Ubiranan: É o meu prazer. Meu nome é Ubiranan. Eu venho da tribo Pataxó. Eu sou o filho de um pajé. Eu também sou chamado pajé. E sobre nossos remédios: os pajés são a peça chave nas comunidades indígenas. A floresta é muito valiosa para nós. A floresta é o lugar onde ouvimos e buscamos nossos recursos para nossa medicina alternativa vinda da floresta. A floresta é o lar de uma imensa variedade de matérias-primas. Também temos medicinas que usamos para criar uma atmosfera entre nós e nos conectarmos com nosso Deus, nosso Deus Criador, que criou o céu e a terra, e quem é o protetor da floresta. E nós indígenas temos a missão de cuidar, cuidar e preservar o meio ambiente. Os pajés são uma peça fundamental porque eles têm dons espirituais especiais. Eles têm visões especiais e uma conexão com o nosso Deus. Eles têm uma compreensão especial da cura e, por meio deles, mantemos a continuidade de nossos remédios. Os pajés devem ter um bom espírito e uma conexão com o nosso deus.

Como você pode descrever seu deus?

Ubiranan: Nosso deus é chamado Ciratan. Cada etnia usa nomes diferentes. Em nossa linguagem ele é chamado Ciratan. O deus que criou tudo. Ele nos criou, os brancos, os negros ... Apenas seu nome muda em diferentes idiomas.

 

O seu Deus é um grande espírito, uma grande energia?

Ubiranan: Quando nos concentramos em nosso Deus, podemos sentir um grande poder superior. Não há explicação.
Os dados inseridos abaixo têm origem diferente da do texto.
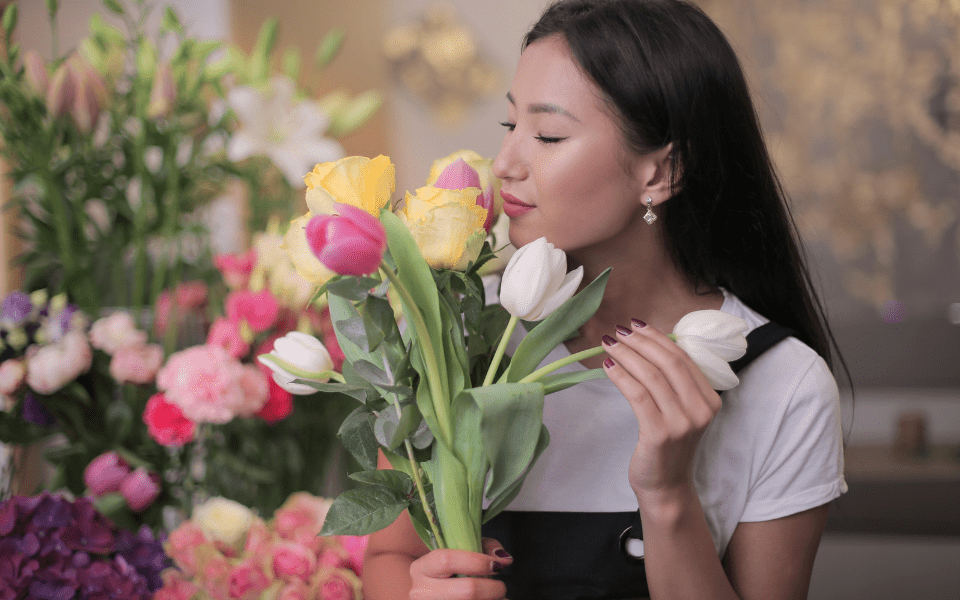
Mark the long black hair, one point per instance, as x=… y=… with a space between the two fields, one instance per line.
x=669 y=75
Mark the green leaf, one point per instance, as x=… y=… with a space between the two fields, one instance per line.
x=364 y=511
x=552 y=331
x=356 y=434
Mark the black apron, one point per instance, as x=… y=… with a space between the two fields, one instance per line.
x=586 y=556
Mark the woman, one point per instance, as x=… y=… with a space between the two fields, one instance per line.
x=632 y=143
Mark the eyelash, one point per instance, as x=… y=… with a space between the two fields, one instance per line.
x=540 y=138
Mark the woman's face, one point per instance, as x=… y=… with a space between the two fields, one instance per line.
x=562 y=156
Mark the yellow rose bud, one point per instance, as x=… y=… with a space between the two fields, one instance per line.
x=355 y=180
x=447 y=225
x=304 y=261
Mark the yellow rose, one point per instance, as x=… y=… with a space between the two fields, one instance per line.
x=304 y=261
x=355 y=180
x=223 y=520
x=489 y=183
x=446 y=224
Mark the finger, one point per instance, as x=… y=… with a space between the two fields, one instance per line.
x=441 y=564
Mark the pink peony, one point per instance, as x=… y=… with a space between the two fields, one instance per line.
x=259 y=309
x=209 y=385
x=293 y=561
x=236 y=268
x=105 y=473
x=112 y=333
x=136 y=363
x=51 y=367
x=12 y=374
x=140 y=488
x=166 y=423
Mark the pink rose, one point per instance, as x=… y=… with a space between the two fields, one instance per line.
x=259 y=309
x=247 y=580
x=136 y=363
x=140 y=488
x=12 y=374
x=116 y=331
x=105 y=473
x=293 y=561
x=175 y=587
x=209 y=385
x=351 y=242
x=226 y=334
x=236 y=268
x=166 y=423
x=183 y=543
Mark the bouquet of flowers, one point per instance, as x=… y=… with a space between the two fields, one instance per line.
x=460 y=423
x=227 y=551
x=51 y=547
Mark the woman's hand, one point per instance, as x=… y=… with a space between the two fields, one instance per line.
x=672 y=401
x=433 y=574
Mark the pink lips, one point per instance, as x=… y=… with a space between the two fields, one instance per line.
x=512 y=206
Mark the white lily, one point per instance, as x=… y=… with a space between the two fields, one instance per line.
x=286 y=130
x=713 y=338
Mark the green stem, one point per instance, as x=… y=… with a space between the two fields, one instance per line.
x=301 y=373
x=507 y=333
x=436 y=384
x=536 y=375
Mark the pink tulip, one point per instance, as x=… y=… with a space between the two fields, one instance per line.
x=140 y=488
x=105 y=474
x=459 y=175
x=350 y=243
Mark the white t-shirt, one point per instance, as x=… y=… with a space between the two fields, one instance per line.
x=774 y=449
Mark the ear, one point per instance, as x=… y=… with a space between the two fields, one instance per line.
x=655 y=171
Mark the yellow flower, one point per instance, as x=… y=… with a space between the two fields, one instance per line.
x=304 y=261
x=446 y=224
x=489 y=183
x=354 y=180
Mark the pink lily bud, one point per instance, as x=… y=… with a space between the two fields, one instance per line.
x=105 y=473
x=163 y=92
x=62 y=91
x=349 y=243
x=35 y=71
x=140 y=488
x=459 y=175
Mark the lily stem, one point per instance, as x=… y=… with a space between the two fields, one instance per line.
x=501 y=347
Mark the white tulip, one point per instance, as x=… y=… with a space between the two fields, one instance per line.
x=713 y=338
x=535 y=282
x=300 y=352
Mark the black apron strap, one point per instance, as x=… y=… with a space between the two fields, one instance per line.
x=759 y=341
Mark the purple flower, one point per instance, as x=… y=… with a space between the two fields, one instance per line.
x=16 y=307
x=34 y=412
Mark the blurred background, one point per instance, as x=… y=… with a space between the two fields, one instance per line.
x=861 y=106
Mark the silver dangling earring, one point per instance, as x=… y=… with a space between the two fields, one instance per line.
x=649 y=217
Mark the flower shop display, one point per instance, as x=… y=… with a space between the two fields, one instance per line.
x=226 y=551
x=460 y=422
x=52 y=547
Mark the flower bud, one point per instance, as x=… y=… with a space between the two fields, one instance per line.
x=140 y=488
x=349 y=243
x=105 y=473
x=535 y=282
x=303 y=352
x=35 y=72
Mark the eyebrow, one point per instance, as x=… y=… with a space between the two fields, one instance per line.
x=544 y=108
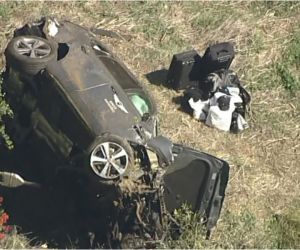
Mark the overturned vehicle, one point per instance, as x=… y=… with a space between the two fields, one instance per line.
x=85 y=121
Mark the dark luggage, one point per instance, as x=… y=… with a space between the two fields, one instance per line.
x=184 y=70
x=216 y=57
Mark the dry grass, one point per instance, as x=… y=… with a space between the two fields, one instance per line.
x=264 y=159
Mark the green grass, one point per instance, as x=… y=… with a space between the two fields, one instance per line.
x=4 y=111
x=265 y=159
x=240 y=231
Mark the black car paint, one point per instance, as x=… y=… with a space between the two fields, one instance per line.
x=72 y=97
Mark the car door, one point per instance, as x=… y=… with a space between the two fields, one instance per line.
x=198 y=180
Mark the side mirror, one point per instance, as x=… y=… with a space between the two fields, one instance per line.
x=13 y=180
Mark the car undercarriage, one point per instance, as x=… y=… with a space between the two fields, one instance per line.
x=114 y=170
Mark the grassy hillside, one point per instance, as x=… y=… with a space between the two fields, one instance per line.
x=262 y=204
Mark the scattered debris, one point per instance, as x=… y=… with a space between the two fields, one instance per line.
x=212 y=91
x=76 y=105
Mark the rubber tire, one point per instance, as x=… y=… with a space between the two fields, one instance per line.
x=27 y=64
x=118 y=140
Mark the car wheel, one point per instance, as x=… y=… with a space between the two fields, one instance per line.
x=111 y=157
x=30 y=54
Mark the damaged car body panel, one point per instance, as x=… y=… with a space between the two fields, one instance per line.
x=101 y=125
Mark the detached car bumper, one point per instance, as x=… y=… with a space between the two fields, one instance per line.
x=198 y=180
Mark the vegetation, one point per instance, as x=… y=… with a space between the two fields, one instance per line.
x=262 y=204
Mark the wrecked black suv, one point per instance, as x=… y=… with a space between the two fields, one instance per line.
x=86 y=120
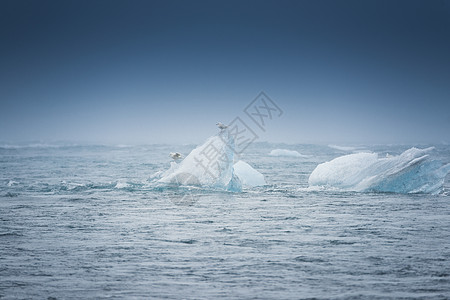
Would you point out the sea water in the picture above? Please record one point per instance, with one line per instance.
(91, 222)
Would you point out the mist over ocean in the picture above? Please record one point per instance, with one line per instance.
(291, 149)
(91, 222)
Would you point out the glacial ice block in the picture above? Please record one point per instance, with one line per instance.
(248, 175)
(413, 171)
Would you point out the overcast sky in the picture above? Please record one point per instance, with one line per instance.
(167, 71)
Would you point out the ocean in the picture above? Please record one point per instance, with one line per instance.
(91, 222)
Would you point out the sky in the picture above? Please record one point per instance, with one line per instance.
(106, 71)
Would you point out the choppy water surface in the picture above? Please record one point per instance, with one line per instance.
(89, 222)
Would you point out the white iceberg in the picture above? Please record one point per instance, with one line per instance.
(248, 175)
(209, 165)
(286, 153)
(414, 171)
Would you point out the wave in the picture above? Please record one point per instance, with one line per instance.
(346, 148)
(413, 171)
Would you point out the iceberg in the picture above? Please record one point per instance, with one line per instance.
(209, 165)
(248, 175)
(413, 171)
(286, 153)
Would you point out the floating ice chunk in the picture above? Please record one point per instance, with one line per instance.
(285, 152)
(248, 175)
(209, 165)
(414, 171)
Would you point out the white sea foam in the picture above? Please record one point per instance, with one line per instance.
(414, 171)
(248, 175)
(346, 148)
(286, 153)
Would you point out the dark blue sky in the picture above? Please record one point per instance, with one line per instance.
(167, 71)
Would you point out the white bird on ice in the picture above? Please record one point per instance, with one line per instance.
(221, 126)
(175, 155)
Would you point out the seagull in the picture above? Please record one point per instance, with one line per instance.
(221, 126)
(175, 155)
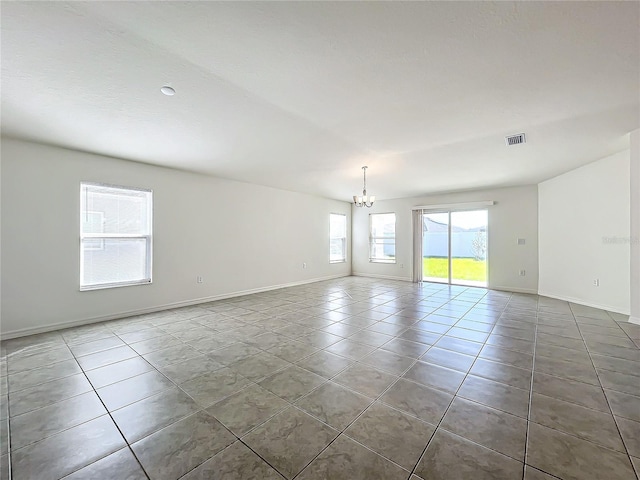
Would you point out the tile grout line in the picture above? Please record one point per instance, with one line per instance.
(370, 405)
(114, 423)
(533, 371)
(624, 443)
(455, 395)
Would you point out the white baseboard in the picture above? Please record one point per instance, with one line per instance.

Somente aqueles que o procuram podem conhecê-lo.

 

E esse grande poder superior é naturalmente reconhecido como o poder de Deus?

Ubiranan: Sim, e esse poder vem com um Espírito, o Espírito Santo do Céu, que desce à terra, que entra na floresta, entra nos bichos, nos índios, nos brancos e nos negros. Mas além da presença do nosso Deus, há a presença do inimigo. Há alguns que procuram o inimigo e depois chamam algo de ruim. Mas se dissermos obrigado e nos fortalecermos com bom espírito e boa energia e procurando por coisas boas, então algo de bom será fortalecido. Se não formos ao nosso protetor, nosso Deus, então não obteremos uma resposta.

 

Então existe essa polaridade entre energias boas e ruins?

Ubiranan: Exatamente. Pois no mundo em que vivemos há legiões de demônios, de coisas ruins que só podemos lutar através da oração. Então, nós apenas nos fortalecemos através do Deus que buscamos. E o índio, o branco e o negro são os mesmos. Nosso Deus pode usá-los todos para fazer o bem e o inimigo pode fazê-lo para o mau.

 

Deus talvez seja também uma forma de consciência?

Ubiranan: Bem, isso sempre depende do tipo de indivíduo. Deus pode usar seu poder através de quem ele quer, onde ele quer e em todas as culturas. Só ele tem esse poder. E os pajés têm essa conexão com o mundo espiritual e às vezes alguns não estão devidamente preparados. O pajé não se torna apenas um pajé. Eles nascem com certos dons. Um cacique [4] é um líder que tem o comando de toda a tribo. Ele é um líder muito forte. Hoje você pode se tornar um pajé escolhendo na comunidade, e se você cumprir bem seu papel na comunidade, então você pode ficar. O pajé tem conhecimento das plantas, das ervas e tem um dom para rezar e através de sua oração ele tem a conexão com o nosso Deus. Deus pode realizar curas para ele, outras pessoas através dele. E é importante ter fé. Se você é uma pessoa que tem pouca fé e crença, você não verá muitas coisas, você não entenderá muito. Temos que criar o que queremos para nós mesmos. Eu acredito em um Deus que pode fazer tudo. Quando oro, sinto que ele está falando comigo. É por isso que eu vivo em paz e sossego e me sinto bem em transferir nossa paz e tranquilidade para outras pessoas que às vezes não têm paz. Nós transferimos nossa paz para muitos.

Eu sei que há pessoas que acreditam em muitos deuses diferentes, mas o deus em quem acredito é aquele que criou tudo.

 

Entendi. Mas você também não acredita que Deus está em você, que você é Deus?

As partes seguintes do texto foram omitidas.